Il y a un yagruma sur mon balcon. Des feuilles en forme de mains aux doigts arrondis ; blanches par-dessous, vertes par-dessus. Ce n’est pourtant pas sa forme sympathique, ni la particularité qu’il ait grandi dans un pot à plus de cinquante mètres du sol qui me plait chez lui, mais plutôt sa capacité d’adaptation. Il y a des années qu’il a compris que le plafond de béton ne le laisserait pas pousser tout droit et il s’est incliné vers l’extérieur, développant son feuillage par-dessus le mur à quatorze étages de hauteur. Ensuite le chat lui a déchiré le tronc pour se faire les griffes et la plante a développé tout autour des griffures une écorce plus épaisse, plus protectrice. Face à chaque obstacle, il a développé une forme de défense ; face à chaque attaque un mécanisme de protection.

Notre quotidien est plein de leçons comme celle de ce « yagruma en pot ». Par exemple dans mon quartier les jeunes ont configuré de nombreux réseaux sans fil pour échanger des programmes, des jeux et des archives. Tout comme la plante du balcon, ils ne se satisfont pas des limites qu’impose la réalité, parmi lesquelles les restrictions absurdes pour accéder à Internet. De sorte qu’ils ont créé leurs propres routes pour naviguer, même si c’est sur un intranet rudimentaire et limité. Faute de canaux d’information qui ne soient pas sous la stricte supervision de l’Etat, apparaissent également des voies pour échanger, acheter et vendre des émissions de télé étrangères, de la musique et des films. Avec une variété et une diversité qui donnent le vertige.

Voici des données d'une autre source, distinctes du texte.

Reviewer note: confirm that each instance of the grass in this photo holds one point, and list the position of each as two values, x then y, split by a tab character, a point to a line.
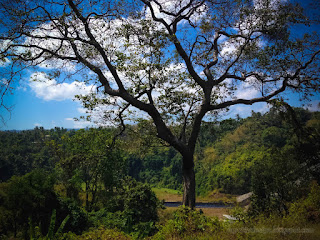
168	195
171	195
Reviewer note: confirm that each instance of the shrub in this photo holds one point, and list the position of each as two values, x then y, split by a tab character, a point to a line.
189	223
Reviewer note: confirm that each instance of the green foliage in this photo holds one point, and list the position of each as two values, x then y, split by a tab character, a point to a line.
30	196
98	233
133	209
307	209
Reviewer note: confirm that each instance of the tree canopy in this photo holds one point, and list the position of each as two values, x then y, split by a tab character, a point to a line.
174	62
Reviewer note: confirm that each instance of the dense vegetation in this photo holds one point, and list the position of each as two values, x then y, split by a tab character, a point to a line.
80	184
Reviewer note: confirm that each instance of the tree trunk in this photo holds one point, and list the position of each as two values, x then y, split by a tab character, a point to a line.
189	186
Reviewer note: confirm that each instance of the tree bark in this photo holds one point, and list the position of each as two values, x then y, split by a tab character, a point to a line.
189	186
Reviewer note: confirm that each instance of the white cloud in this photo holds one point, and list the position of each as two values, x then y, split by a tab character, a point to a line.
174	6
314	106
4	62
245	110
82	110
48	89
37	124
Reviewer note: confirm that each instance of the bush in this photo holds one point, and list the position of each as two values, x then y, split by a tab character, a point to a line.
133	209
97	233
188	223
307	209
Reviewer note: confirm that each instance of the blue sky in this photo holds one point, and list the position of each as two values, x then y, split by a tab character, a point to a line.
35	104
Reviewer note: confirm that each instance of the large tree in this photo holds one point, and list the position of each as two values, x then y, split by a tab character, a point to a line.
174	62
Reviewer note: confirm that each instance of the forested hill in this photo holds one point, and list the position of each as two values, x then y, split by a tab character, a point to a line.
232	155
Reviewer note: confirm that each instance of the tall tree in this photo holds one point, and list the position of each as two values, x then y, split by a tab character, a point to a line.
174	62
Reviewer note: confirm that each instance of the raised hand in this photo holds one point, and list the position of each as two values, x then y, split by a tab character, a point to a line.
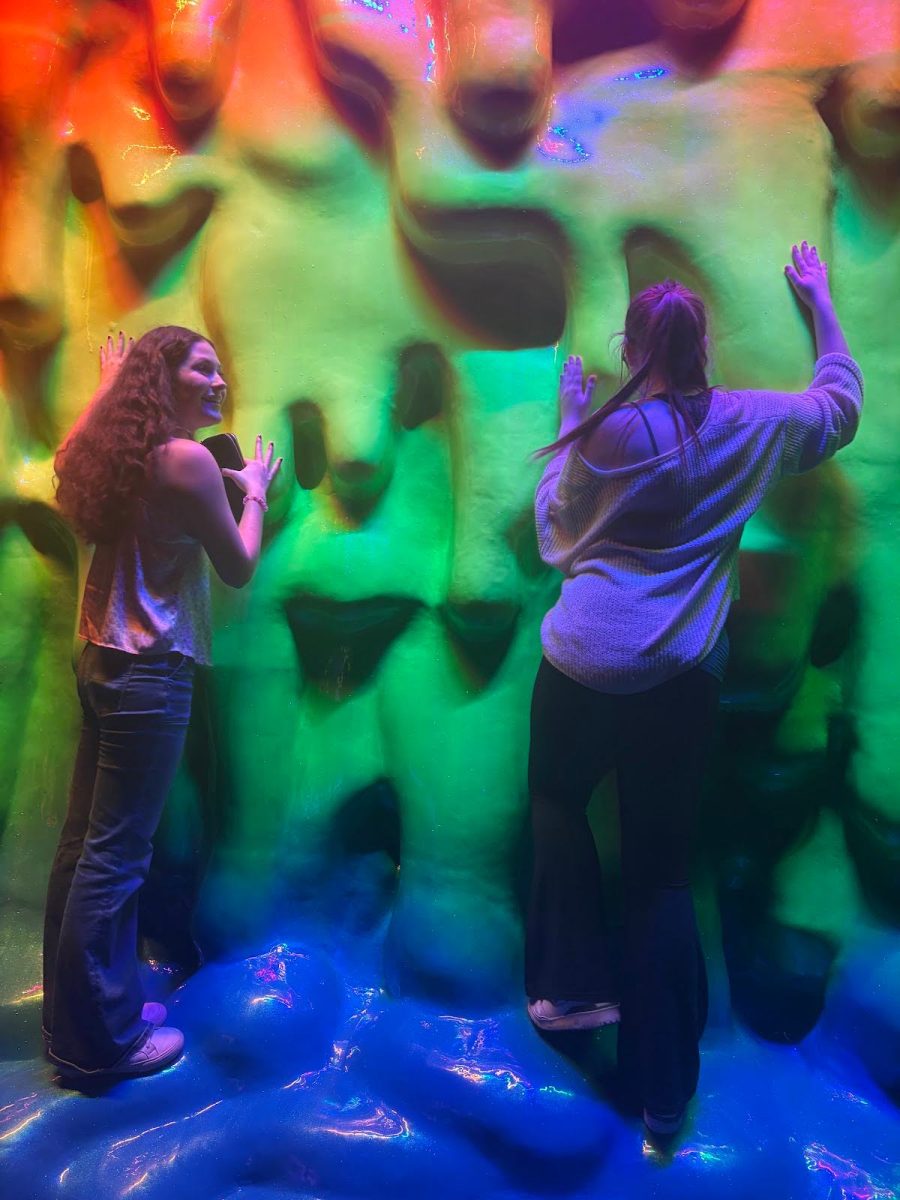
258	472
809	275
575	394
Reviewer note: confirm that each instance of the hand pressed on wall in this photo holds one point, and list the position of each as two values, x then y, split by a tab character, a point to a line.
576	394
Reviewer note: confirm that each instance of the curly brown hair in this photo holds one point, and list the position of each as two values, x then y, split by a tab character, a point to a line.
102	467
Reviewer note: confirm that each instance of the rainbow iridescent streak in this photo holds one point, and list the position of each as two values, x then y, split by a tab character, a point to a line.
643	75
562	147
18	1116
851	1182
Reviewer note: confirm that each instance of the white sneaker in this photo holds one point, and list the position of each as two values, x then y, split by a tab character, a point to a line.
573	1014
161	1049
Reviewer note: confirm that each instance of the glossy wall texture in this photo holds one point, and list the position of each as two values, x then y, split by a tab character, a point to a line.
393	217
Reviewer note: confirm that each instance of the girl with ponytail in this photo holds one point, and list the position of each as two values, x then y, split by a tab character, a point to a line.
132	480
641	508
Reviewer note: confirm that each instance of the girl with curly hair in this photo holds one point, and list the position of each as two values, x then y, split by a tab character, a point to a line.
641	508
132	480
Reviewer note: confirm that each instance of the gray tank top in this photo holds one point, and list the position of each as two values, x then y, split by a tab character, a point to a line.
148	593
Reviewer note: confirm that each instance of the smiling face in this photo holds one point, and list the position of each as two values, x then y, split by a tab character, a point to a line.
199	389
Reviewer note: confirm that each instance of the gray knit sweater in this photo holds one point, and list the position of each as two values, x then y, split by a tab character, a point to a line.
649	551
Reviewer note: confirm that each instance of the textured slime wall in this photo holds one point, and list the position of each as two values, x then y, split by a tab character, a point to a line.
393	217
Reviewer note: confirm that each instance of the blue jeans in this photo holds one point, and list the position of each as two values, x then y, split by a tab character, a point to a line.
136	713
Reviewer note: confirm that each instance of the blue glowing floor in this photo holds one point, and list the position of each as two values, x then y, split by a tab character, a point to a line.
298	1085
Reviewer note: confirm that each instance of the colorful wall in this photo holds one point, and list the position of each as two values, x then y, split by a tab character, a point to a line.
394	217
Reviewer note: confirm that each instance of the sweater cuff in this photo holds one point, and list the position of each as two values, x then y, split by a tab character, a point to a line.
840	360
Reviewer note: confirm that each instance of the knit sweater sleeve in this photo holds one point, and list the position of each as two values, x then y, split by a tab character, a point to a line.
565	508
825	418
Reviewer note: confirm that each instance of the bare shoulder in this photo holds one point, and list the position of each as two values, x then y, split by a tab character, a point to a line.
184	465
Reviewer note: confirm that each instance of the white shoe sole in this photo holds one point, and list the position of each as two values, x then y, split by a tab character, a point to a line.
583	1019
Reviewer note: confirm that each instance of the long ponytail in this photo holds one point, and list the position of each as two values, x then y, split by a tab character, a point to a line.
667	327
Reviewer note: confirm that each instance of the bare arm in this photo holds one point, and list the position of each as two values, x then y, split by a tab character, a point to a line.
191	472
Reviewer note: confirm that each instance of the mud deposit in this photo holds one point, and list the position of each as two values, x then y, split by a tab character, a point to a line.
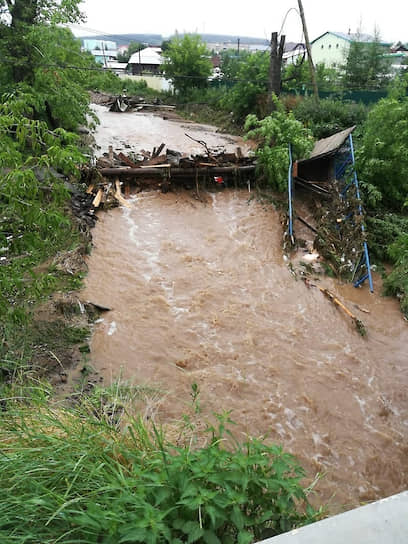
201	294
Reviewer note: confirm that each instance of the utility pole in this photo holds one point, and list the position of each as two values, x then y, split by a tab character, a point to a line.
103	53
275	66
309	51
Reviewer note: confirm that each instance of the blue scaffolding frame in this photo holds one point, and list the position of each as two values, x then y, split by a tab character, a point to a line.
344	162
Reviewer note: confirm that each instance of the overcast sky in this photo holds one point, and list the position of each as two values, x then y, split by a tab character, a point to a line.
255	18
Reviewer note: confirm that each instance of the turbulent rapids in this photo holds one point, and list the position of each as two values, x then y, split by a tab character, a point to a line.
200	293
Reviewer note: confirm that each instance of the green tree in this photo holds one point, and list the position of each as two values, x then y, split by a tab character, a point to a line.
273	136
187	63
382	153
296	77
249	94
17	20
366	67
231	62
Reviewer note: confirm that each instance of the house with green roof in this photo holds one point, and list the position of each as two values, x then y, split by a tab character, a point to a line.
331	48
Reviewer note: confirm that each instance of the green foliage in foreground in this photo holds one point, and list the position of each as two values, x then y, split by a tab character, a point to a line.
382	155
249	93
186	63
397	281
33	222
273	135
69	477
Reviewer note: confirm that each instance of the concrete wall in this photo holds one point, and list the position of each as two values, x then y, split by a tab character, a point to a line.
381	522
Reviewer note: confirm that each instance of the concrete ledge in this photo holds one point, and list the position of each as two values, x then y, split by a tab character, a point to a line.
381	522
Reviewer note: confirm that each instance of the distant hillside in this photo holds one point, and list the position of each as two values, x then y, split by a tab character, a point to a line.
157	39
227	38
125	39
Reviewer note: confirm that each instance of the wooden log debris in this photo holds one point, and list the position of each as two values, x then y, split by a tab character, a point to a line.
161	168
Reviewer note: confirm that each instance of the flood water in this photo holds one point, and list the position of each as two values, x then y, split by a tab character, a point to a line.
201	293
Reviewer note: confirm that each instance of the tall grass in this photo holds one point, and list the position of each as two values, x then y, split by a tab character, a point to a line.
74	477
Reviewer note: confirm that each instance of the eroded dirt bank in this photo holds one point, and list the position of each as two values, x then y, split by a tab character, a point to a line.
201	294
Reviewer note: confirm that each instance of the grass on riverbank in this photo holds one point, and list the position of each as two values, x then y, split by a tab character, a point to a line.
84	476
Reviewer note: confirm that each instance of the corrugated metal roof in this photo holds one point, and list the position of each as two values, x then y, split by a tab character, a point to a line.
329	145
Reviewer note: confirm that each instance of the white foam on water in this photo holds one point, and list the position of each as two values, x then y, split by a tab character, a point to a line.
112	328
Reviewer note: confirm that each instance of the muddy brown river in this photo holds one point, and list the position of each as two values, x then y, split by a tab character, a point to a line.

Combien de terabits voulez-vous ? m’a demandé ce matin un de ces garçons de vingt ans à peine, et déjà dans le « commerce de l’information ». Ce qui m’a provoqué un court-circuit cérébral car j’étais arrivée à calculer en megabits, puis en gigabits, mais là c’était trop pour moi. Il m’a alors détaillé son offre : Il avait des paquets de feuilletons et de documentaires allant des thématiques historiques, d’espionage de science et de technologie à des biographies complètes. Comme il m’a trouvé une tête de lectrice il a aussi rajouté une collection d’entretiens avec les plus grands auteurs du boom latino-américain. Il a gardé « le plus populaire » pour la fin, comme il m’a dit, tandis qu’il énumérait des titres comme « les Grands assassinats de l’histoire », « la route de la drogue », « Chirurgie de l’Extrrême », « Chine : un abîme entre riches et pauvres »… Et moi je restais là, à l’arrêt, la clé USB à la main sans savoir que choisir. Finalement j’ai choisi une variété de quelques giga et j’ai couru chez moi avec la même sensation de victoire que ce yagruma qui, malgré les limites strictes du plafond a réussi à se faufiler vers l’immensité.